Now that self driving is finally arriving, what I'm saying is that our future is even brighter than most countries. We have the road infra to really make this magic.

I can wake up one day, make my coffee, hop into my car with my wife, and through no effort of my own, wind up at a mountain resort. No security checkpoints. No hassle packing. No screaming babies. We can listen to music, read, cuddle. It's our own space taking us wherever we want at complete and total leisure, affordably, comfortably, privately. We can even detour for food or whatever.

It's going to be pure magic. As big a revolution as the internet was.


> I know you Europeans love your model, but it doesn't apply to us.

lol. You're what we call "carbrained".

Explain how the climate of the coastal West coast is unsuitable for year-round bicycling. Much of it is nicer than the Netherlands and has several times the population.


It’s not about the climate. Cities are just too big.

That's because you're using planned economy principles for your cities.
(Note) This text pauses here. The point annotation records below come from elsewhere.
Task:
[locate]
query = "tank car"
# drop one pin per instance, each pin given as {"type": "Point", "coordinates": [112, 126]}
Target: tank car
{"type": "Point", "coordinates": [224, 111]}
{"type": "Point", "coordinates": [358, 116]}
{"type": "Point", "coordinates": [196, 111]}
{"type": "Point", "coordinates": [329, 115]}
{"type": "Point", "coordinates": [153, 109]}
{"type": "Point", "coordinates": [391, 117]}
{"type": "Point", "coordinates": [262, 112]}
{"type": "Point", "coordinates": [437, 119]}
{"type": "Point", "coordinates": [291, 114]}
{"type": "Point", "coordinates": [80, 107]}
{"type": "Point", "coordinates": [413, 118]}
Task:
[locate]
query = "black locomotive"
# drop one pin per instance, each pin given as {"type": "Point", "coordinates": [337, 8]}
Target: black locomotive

Remove all zoning but for industrial zoning, and remove prop 13, like it is in most of Europe, and the invisible hand of the market will transform most of cities into medium-density mixed-use like in Europe, though in your case likely accomplished with 5-over-1s instead.

And with increased density, maybe you'd even have space for some public parks again.
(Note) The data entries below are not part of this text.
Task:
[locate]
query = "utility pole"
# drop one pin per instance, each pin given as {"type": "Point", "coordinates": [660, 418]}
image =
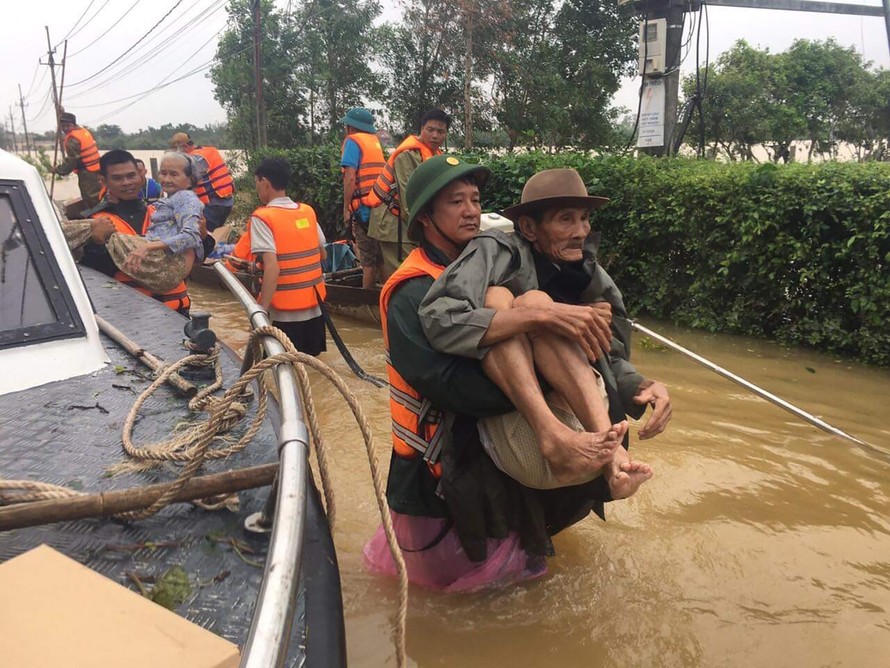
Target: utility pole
{"type": "Point", "coordinates": [660, 41]}
{"type": "Point", "coordinates": [15, 143]}
{"type": "Point", "coordinates": [258, 75]}
{"type": "Point", "coordinates": [661, 37]}
{"type": "Point", "coordinates": [24, 121]}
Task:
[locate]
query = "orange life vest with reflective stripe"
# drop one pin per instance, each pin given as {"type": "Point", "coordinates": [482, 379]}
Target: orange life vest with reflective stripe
{"type": "Point", "coordinates": [370, 167]}
{"type": "Point", "coordinates": [89, 152]}
{"type": "Point", "coordinates": [176, 298]}
{"type": "Point", "coordinates": [416, 425]}
{"type": "Point", "coordinates": [386, 187]}
{"type": "Point", "coordinates": [300, 278]}
{"type": "Point", "coordinates": [217, 182]}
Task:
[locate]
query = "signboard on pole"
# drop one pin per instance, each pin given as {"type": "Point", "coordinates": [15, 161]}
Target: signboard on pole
{"type": "Point", "coordinates": [651, 114]}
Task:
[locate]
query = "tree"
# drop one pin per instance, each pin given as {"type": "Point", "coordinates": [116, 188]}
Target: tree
{"type": "Point", "coordinates": [820, 79]}
{"type": "Point", "coordinates": [421, 67]}
{"type": "Point", "coordinates": [331, 44]}
{"type": "Point", "coordinates": [555, 78]}
{"type": "Point", "coordinates": [234, 84]}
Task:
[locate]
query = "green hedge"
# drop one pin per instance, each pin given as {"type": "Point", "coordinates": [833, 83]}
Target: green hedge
{"type": "Point", "coordinates": [797, 253]}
Not big, sprawled - because of cars. In terms of population, most US cities are not very impressive.

You do realize most of the US doesn't live on the West coast, right?

Your sampling is skewed.

It's been freezing cold here and any destination within our major city you want to reach is 30+ minutes away by bike.

The "carbrained" insult is so stupid, btw. Once autonomous vehicles are commonplace you'll either come around or be complaining about it nonstop. Car usage is going to 2-10x.


> Car usage is going to 2-10x.

What a bleak vision of the future.


It's beautiful.

Automated conveyance from front door to anywhere.

Perfectly comfortable, unscheduled, private.

I cannot fathom the bleak pessimistic perspective of wanting fixed trains and busses over this. Crying babies, rude people.

American transit sucks and it's not getting better. It's tolerable in cities like NYC, but even so it's a far cry from Asia. If you're not American, please don't project. We'll never have that here. We are not dense enough for it.


I don't think this is a crazy take, but it is missing two big factors that self driving maximalists often ignore.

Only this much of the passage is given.